Canada hedges on 2010 start for emissions rules

VANCOUVER, British Columbia (Reuters) - Canada’s rules for cutting greenhouse gas emissions may not come into effect by 2010 as had been planned, Environment Minister Jim Prentice said on Thursday.

The rules may be ready by next year but the implementation timing will depend on discussions with other countries -- including the United States, Canada’s largest trading partner-- for economic competitiveness reasons, Prentice said.

Prentice, speaking to reporters from London, cited a major climate change proposal now before Congress in Washington that sees regulations for different sectors of the U.S. economy beginning to take effect between 2012 and 2016.

“We will need to ensure that the application dates for Canadian climate change policies are harmonized with the Untied States or at least that we give close consideration to how and when individual sectors of the American economy will be regulated,” Prentice said.

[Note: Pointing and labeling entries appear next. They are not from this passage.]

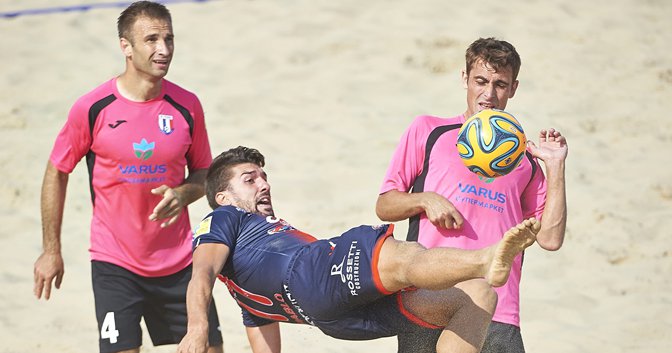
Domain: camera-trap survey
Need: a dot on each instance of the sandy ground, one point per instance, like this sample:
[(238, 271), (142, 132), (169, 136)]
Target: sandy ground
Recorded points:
[(325, 90)]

The Conservative government has pledged to cut Canada’s carbon emissions 20 percent from 2006 levels by 2020. In a shift in position last year it also said it would work to develop a North American-wide cap and trade system to limit emissions of greenhouse gasses, blamed for climate change.

The government’s “Turning the Corner” called in 2008 for the regulations to be finalized this year and come into force on January 1, 2010.

Environmental groups have complained that Ottawa’s proposed cuts do not go far enough, and the Pembina Institute blasted Prentice’s comments about a potential delay.

“Canada must develop and implement regulations urgently if we are to have a chance of influencing U.S. decisions, ending uncertainty that is bad for business and meeting emission reduction targets that are aligned with science,” the environmental group said in a press release.

Prentice said that while drafters of the climate change rules were “mindful” of the current economic and budget situation, that did not have a direct impact because they were dealing with longer-term concerns.

“I don’t think there is an inconsistency between the two,” he said.

He also said the world’s biggest greenhouse gas producers have edged closer to agreement on a deal to fight global warming at a planned meeting later this year intended to find a successor to the Kyoto Protocol.

Canada signed the Kyoto agreement under a former Liberal government, but the Conservatives backed away from the deal after they got elected arguing the sharp cuts required would do too much damage to Canada’s economy.